Tuesday, May 30, 2017

Judge-historian defends Confederate monuments, says race problems run deeper than stone

Kentucky Supreme Court
Justice Bill Cunningham
Debate about the memorials to Confederate fighters continues to spread across the South.

A 16-foot bronze statue of Gen. Robert E. Lee, a fixture in New Orleans for 133 years, was torn down May 19. The next day, one of West Kentucky's most respected residents, Supreme Court Justice Bill Cunningham, stood at a Murray monument dedicated to Lee, defending Southern Civil War heritage and criticizing what he called revisionist history and "monument marauders," Joshua Roberts reports for The Paducah Sun.

"How long will he stand?" Cunningham said to about 100 people gathered May 20 for the 100th anniversary of the Lee monument outside the Calloway County Courthouse in the county with Kentucky's southernmost point. "The great men and women of 100 years ago were in the business of constructing monuments of appreciation. The lesser men and women of today are in the business of tearing them down. . . . We have moved in 100 years from proudly dedicating this monument in the full light of the noon day to tearing down monuments under the cloak of darkness and police protection. We have moved in 100 years from a generation of appreciation to a generation of historical amnesia."

Cunningham, 72, has long championed equal rights, and one of his books, A Distant Light, is about racial injustice in Western Kentucky. "Based on Cunningham's resumé, background, and public and private remarks, the racially insensitive label applied to many pro-Southern voices doesn't fit the justice," Roberts writes.

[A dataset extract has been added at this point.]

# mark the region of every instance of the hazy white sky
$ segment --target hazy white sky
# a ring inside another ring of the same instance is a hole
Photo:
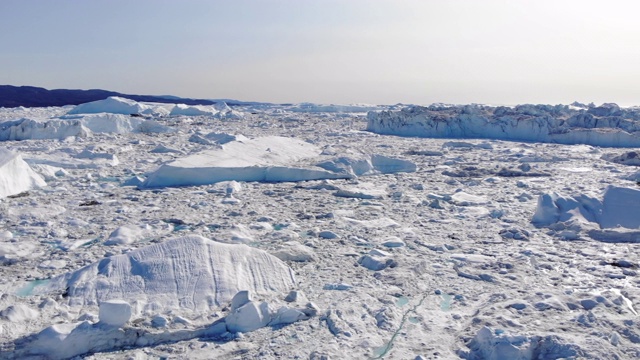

Cunningham told Roberts, "I don't have to apologize to anyone (about) my position on race. I am very depressed that after 50 years from our civil-rights laws, race is still an issue in this country, and our poor brothers and sisters of color, in general, are still living in such social and economic conditions." He added that the country's problems with race relations are bigger than the polarizing issue of Civil War monuments. "How many black doctors, lawyers, insurance salesmen, bankers, and school superintendents do we have in West Kentucky?" Cunningham asked. "Meanwhile, we worry about monuments made of stone which are easily destroyed instead of taking on the bigger issues not so easy to resolve."